Perché le Olimpiadi si vincono investendo in formazione
di Andrea Filippetti
3' di lettura
Sono appena terminate le Olimpiadi e l'Italia ha riportato un successo straordinario. Guardando al medagliere le super potenze, Stati Uniti, Cina e Russia, emergono come vincitrici indiscusse. Tuttavia tale classifica è discutibile, in quanto le grandi potenze sono infatti anche i paesi più estesi e con una popolazione che supera di diverse volte quella della maggioranza dei grandi paesi europei. Rapportando il numero di medaglie alla popolazione la classifica sarebbe diversa: paesi piccoli e ben piazzati, come l'Olanda, si ritroverebbero tra le nazioni vincitrici. Tuttavia, poiché le regole sono queste, e le Olimpiadi hanno sempre (più) risvolti di geopolitica, occorre giocare e migliorare con queste regole. Una strategia per migliorare la performance nello sport è quello di investire in formazione. Quale è il nesso tra le due cose? Quando uno sportivo decide di intraprendere l'attività agonistica compie una scelta individuale di investimento nel proprio capitale umano: ossia investe in un'attività, lo sport, attendendosi da questa un ritorno economico nel futuro, oltre alla gratificazione personale. In questo senso la scelta di intraprendere lo sport agonistico rientra nella scelta che tutti i giovani compiono riguardo il loro percorso formativo, come ad esempio se inscriversi ad un istituto tecnico piuttosto che ad un liceo, se proseguire iscrivendosi all'università, etc. Qualsiasi sia il percorso intrapreso, la logica rientra nell'investimento in capitale umano: decido di acquisire saperi e competenze oggi, procrastinando il momento in cui comincerò a guadagnare, nell'aspettativa che i ritorni compenseranno in modo congruo l'investimento di tempo e risorse.
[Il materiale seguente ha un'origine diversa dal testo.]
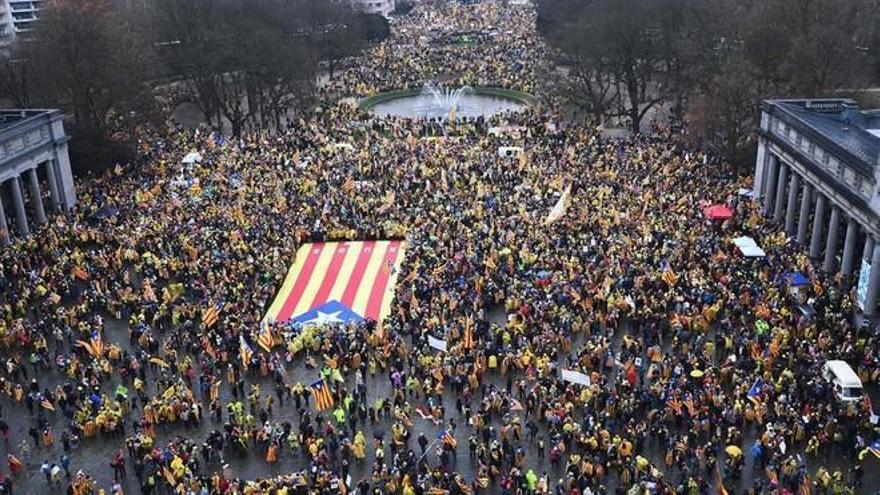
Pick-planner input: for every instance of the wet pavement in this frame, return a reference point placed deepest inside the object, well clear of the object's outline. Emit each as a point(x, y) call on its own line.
point(94, 454)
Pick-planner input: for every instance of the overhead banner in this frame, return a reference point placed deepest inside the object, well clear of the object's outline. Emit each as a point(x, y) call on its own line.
point(862, 289)
point(436, 343)
point(576, 377)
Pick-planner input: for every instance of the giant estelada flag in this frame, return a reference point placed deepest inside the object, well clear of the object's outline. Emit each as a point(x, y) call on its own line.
point(339, 282)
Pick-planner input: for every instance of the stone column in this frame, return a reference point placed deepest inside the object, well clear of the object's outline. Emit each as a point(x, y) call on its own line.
point(831, 241)
point(849, 247)
point(770, 188)
point(793, 187)
point(818, 224)
point(4, 229)
point(760, 170)
point(38, 196)
point(803, 220)
point(53, 185)
point(873, 284)
point(780, 193)
point(18, 202)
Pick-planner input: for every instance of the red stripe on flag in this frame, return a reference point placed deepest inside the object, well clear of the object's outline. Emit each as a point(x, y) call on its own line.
point(330, 277)
point(375, 302)
point(302, 280)
point(354, 282)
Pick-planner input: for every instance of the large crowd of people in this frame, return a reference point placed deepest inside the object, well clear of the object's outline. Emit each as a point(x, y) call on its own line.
point(702, 375)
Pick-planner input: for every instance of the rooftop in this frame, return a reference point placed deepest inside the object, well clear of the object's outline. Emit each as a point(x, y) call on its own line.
point(838, 122)
point(14, 118)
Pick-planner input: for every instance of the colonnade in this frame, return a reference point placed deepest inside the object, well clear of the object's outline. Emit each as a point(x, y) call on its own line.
point(816, 222)
point(13, 191)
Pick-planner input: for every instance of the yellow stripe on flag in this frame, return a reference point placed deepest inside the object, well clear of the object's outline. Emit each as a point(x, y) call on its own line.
point(301, 254)
point(345, 271)
point(308, 294)
point(366, 287)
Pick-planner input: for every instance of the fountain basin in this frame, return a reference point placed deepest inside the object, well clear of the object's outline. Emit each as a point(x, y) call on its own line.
point(418, 104)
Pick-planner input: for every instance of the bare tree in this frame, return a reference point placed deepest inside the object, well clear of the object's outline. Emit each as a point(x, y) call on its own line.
point(88, 59)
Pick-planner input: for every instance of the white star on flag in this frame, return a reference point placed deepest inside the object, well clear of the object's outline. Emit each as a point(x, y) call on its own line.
point(325, 318)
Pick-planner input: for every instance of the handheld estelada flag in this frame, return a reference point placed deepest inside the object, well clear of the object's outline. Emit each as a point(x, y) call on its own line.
point(212, 314)
point(245, 350)
point(323, 396)
point(468, 338)
point(265, 338)
point(755, 392)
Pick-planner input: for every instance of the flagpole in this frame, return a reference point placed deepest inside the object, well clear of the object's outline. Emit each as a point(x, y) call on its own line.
point(429, 447)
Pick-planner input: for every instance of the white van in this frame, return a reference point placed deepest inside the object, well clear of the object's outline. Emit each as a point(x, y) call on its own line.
point(509, 151)
point(847, 386)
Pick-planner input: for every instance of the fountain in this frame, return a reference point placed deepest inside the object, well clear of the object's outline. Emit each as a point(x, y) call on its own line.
point(444, 100)
point(435, 101)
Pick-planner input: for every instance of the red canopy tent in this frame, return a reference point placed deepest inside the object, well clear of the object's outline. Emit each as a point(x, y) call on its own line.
point(717, 212)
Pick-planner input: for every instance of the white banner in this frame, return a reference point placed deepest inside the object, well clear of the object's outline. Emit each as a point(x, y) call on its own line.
point(576, 377)
point(560, 208)
point(436, 343)
point(862, 288)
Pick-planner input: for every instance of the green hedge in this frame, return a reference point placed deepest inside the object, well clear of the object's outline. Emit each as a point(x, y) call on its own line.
point(510, 94)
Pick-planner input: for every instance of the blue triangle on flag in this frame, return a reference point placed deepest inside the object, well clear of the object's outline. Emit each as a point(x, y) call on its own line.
point(328, 313)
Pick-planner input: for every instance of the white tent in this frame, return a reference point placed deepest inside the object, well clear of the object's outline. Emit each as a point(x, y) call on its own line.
point(748, 247)
point(192, 157)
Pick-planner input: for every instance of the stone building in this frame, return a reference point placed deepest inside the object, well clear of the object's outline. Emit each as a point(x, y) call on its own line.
point(33, 151)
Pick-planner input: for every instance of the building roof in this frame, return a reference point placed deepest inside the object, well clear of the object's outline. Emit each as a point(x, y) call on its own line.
point(14, 118)
point(836, 124)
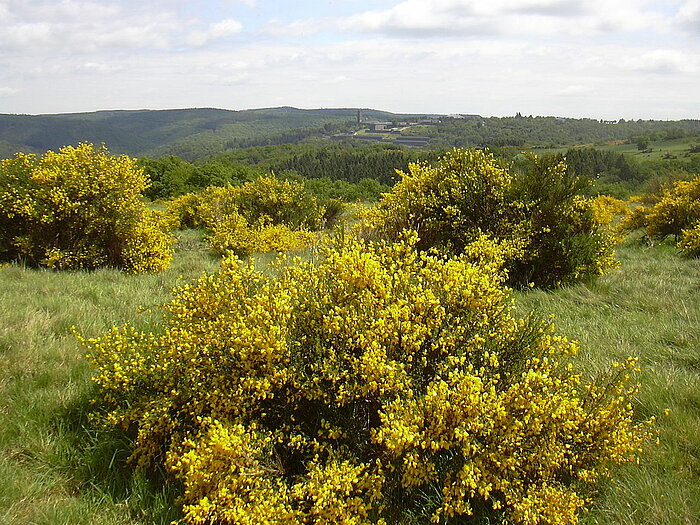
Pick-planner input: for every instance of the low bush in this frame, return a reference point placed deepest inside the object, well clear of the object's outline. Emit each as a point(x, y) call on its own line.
point(79, 208)
point(675, 212)
point(533, 207)
point(379, 384)
point(263, 215)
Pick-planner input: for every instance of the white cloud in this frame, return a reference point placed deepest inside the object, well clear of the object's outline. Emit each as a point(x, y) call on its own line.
point(439, 18)
point(72, 26)
point(225, 28)
point(574, 90)
point(296, 28)
point(688, 16)
point(662, 61)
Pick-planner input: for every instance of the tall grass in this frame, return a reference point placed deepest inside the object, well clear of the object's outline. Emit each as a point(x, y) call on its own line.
point(56, 467)
point(650, 308)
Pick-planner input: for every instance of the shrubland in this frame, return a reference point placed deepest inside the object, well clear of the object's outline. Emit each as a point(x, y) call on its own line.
point(383, 381)
point(263, 215)
point(79, 208)
point(548, 232)
point(674, 212)
point(373, 385)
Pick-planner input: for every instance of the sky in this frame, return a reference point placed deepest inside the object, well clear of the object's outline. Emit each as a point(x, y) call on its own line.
point(603, 59)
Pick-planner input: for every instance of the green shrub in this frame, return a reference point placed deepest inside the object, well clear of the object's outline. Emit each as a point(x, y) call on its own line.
point(675, 212)
point(375, 385)
point(79, 208)
point(533, 210)
point(263, 215)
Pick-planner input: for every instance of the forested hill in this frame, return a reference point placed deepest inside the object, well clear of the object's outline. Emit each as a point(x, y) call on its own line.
point(194, 134)
point(188, 133)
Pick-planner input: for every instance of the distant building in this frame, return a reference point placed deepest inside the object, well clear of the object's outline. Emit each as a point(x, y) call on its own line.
point(379, 126)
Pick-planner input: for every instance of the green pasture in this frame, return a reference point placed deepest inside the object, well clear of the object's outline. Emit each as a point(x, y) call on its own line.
point(56, 467)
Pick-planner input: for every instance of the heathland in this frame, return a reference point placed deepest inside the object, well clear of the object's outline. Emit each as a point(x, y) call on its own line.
point(511, 338)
Possiamo idealmente raggruppare le competenze in due categorie: generiche e specifiche. Le prime sono più ‘portabili' in quanto si possono sfruttare in molti contesti diversi. Ad esempio competenze in gestione aziendale, informatica, o legge, sono tipiche competenze che si possono impiegare trasversalmente nel mercato del lavoro. Viceversa, competenze più specifiche sono quelle che sono richieste in ambiti più ristretti e pertanto risultano meno ‘portabili', come laurearsi in ingegneria aerospaziale o diplomarsi in corno inglese. Di conseguenza investire in capacità generiche o specifiche comporta rischi diversi. Assumere competenze generiche riduce il rischio di non trovare la corrispondente domanda nel mercato del lavoro e pertanto rende più ‘sicuro' trovare un posto di lavoro.
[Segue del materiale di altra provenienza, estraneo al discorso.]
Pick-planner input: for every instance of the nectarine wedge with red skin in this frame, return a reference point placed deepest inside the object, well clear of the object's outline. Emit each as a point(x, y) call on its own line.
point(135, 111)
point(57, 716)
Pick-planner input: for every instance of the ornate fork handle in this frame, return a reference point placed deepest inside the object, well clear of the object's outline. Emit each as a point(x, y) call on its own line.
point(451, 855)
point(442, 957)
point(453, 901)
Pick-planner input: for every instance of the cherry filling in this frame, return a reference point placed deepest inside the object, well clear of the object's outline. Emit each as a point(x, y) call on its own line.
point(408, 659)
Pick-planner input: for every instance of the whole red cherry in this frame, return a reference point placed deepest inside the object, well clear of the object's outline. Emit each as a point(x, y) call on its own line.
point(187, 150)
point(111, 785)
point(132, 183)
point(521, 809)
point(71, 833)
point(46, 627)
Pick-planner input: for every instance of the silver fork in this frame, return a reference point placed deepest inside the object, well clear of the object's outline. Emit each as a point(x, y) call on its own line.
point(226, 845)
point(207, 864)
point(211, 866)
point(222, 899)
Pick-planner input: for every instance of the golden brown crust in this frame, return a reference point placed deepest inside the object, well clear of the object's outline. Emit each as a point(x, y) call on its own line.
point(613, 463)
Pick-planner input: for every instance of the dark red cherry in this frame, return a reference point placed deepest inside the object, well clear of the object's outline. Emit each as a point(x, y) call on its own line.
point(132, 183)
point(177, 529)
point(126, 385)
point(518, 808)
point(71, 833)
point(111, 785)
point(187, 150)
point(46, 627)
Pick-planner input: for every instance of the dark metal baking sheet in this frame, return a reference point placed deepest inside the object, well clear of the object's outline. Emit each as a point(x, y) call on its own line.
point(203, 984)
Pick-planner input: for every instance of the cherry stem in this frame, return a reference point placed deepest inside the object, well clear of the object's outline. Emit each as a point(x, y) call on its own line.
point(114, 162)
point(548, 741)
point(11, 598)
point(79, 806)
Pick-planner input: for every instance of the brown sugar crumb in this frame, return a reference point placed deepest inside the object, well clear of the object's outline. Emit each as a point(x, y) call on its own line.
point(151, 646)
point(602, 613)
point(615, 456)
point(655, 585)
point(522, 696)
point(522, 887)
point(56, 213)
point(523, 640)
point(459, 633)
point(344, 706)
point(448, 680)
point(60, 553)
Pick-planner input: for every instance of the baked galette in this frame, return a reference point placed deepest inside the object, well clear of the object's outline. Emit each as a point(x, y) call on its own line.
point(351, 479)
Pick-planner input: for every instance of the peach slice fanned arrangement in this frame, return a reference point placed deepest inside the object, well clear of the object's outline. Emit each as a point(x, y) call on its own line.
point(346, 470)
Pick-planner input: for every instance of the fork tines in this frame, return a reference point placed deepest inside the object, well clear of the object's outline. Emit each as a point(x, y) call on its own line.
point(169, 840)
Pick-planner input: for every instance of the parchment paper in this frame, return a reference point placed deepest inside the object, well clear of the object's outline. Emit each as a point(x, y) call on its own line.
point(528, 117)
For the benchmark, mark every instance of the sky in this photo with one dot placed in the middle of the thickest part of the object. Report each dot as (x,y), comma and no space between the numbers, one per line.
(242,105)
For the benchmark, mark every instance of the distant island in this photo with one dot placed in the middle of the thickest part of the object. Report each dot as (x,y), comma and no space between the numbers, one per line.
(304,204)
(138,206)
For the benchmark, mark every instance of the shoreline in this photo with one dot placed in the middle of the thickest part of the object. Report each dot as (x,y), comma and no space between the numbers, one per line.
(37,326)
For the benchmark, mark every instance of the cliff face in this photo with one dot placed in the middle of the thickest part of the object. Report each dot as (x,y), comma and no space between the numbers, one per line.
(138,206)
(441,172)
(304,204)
Viceversa, assumere competenze specifiche restringe il campo di applicazione e pertanto aumenta il rischio di non trovare il posto di lavoro corrispondente. L'investimento nello sport agonistico presenta rischi elevati poiché si assumono competenze specifiche. Inoltre, nel caso dello sport agonistico il rischio è aggravato da circostanze specifiche: 1) la probabilità elevata di non riuscire a diventare professionisti; 2) la durata limitata della carriera sportiva; 3) il rischio dell'interruzione improvvisa della carriera per infortuni.
La carriera di sportivo è pertanto una della attività a cui corrispondono rischi individuali tra i più elevati nel mercato del lavoro; spesso infatti occorre una famiglia benestante alle spalle per assicurare tale rischio. Per incoraggiare gli individui nello scegliere carriere rischiose, che siano ingegneri aerospaziali, suonatori di fagotto, o atleti, occorre investire nella formazione. Il caso degli Stati Uniti, dove gli atleti si formano nelle università, è un esempio emblematico, ancorché non privo di problemi. L'idea di fondo è garantire agli atleti una formazione che conferisca loro, accanto alle loro capacità specifiche sportive, competenze ‘portabili' con funzione di assicurazione contro i rischi insiti dell'attività sportiva. Competenze che garantiscano agli atleti sia di immettersi nel mercato del lavoro nel caso in cui non riescono a diventare dei professionisti, sia al termine della loro carriera sportiva. Rafforzare i programmi di formazione che accompagnano gli atleti ridurrebbe sensibilmente il rischio dell'investimento nello sport agonistico e ciò aumenterebbe - a parità di condizioni - il numero di persone disposte ad intraprendere lo sport agonistico. L'Italia, infatti, non può avere lo stesso numero di abitanti della Germania o della Russia, ma può aumentare il numero di atleti investendo in formazione. Ciò comporterebbe effetti benefici non solo per il prossimo medagliere olimpico, ma anche e soprattutto per gli atleti stessi, sia i prossimi campioni, sia quelli che ci avranno provato e che “non hanno vinto mai … e ora ridono dentro al bar”.